The Staves photo 1

“There are loads of really cool sister bands at the moment – Haim and First Aid Kit – there’s something to be said for blood harmonies,” Emily Staveley-Taylor tells me.  Emily is one-third of English sister trio The Staves (along with Jessica and Camilla).  I had just asked her if she has any particular favorite sibling acts, at which point she initially offered a sigh of relief, saying “Oh, my god, I thought you were going to ask if I have a favorite sibling.”  I chatted with Emily from the final Saturday of this year’s SXSX, where she seemed to be more relaxed and enthusiastic than any other act I talked to who attended the Austin music festival this year (Of course, it wasn’t her first time.)

“It’s been a really good one this year… We saw Half Moon Run.  They played at the church and that was just amazing… We saw the Haim girls last night and they’re playing again tonight. We’re gonna tear it up with them.”

This Tuesday, March 19th, The Staves debut LP will finally see its release this side of the Atlantic courtesy of… well, Atlantic Records.  The album, Dead & Born & Grown, contains songs that were composed and recorded throughout the past three years, some of which have even been previously released: “Some of the songs are the first we ever wrote and some were written just recently.”  The album’s sound blends traditional Americana with a certain sun-kissed aesthetic reminiscent of Southern California.  The songs tend to be short, simple, and to-the-point, without a hint of pomp or pretentions.  In addition to appropriating a number of more traditional folk sounds, The Staves also took a more traditional approach to the album’s recording: “We tried to make a very honest record.  We recorded it all live, sitting in one room.  Vocals are at the forefront, the guitars are at the forefront, there are no special effects.”

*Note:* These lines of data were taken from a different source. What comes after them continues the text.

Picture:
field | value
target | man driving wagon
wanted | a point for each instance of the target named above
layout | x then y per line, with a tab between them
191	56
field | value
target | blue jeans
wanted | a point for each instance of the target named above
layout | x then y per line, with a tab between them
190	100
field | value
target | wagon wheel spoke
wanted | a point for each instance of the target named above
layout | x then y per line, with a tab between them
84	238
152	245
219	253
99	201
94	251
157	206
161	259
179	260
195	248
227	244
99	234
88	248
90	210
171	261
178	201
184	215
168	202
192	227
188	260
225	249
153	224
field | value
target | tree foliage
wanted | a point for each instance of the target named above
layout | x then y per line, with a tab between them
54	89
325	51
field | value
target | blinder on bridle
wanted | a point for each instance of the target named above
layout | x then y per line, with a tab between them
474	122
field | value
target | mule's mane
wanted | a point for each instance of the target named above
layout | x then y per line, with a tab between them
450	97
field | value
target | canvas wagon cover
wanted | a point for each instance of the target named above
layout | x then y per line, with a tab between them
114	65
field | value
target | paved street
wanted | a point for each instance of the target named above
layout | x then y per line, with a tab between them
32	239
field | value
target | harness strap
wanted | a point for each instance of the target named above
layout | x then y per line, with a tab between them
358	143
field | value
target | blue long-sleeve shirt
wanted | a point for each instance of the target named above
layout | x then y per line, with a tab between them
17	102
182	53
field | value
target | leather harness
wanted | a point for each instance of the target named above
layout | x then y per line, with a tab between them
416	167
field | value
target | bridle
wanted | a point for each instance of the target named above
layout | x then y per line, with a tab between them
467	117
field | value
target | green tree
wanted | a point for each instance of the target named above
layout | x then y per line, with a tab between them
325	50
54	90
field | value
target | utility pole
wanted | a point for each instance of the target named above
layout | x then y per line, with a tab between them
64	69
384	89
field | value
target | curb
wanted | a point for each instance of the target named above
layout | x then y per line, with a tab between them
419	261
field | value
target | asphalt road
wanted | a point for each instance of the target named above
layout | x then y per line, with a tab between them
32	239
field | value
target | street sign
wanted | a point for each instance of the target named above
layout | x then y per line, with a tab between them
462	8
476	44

Emily tells me that the sisters’ biggest musical influence has always been the Fab 4… although not necessarily for the same reasons so many musicians would tend to agree: “I think the Beatles are really underrated as a harmony band.  And they’re a band that makes real albums.  Now we live in a time when you just download an MP3 of one song, but that’s not how I like to experience music.”  However, she says that likely the most significant influence is, “The amount we’ve been traveling and the people we meet on the road.”  The band have already toured alongside some pretty huge acts, including Bon Iver (who called them “The best live singing group I’ve ever heard.”) and the Civil Wars and, according to Emily, those times are some of the most influential she’s experienced in recent years: “They’re such intense experiences of being on the road and being in each others’ pockets… and you really get to know these people… and then maybe you never see them again.”  She tells me that one of the highlights of touring was getting to open for Bon Iver and Feist at Red Rocks: “We’re huge Feist fans and she’s just the coolest cat in town.”

Although The Staves are yet to get the full Philthy experience, Emily does tell me she is a fan of the City of Brotherly Love and Sisterly Affection: “I slept in the camper in the van on the street that night, so we never had time to fully explore, but Philadelphia’s great… Philadelphia and Seattle… there’s a special European feel there that you don’t get in New York, or certainly not on most of the West Coast.”  However, The Staves will likely be back around when they tour the US in May and June.  In addition, they will be playing with a full band for the first time in the US, as opposed to the three sisters doing it acoustic.  And as far as their plans for the rest of the year, Emily seems to be quite thankful for the current state of the band and have few worries: “The hope is just to carry on doing what we’re doing.  Every time we get to record or be out on the road is just the greatest thing.”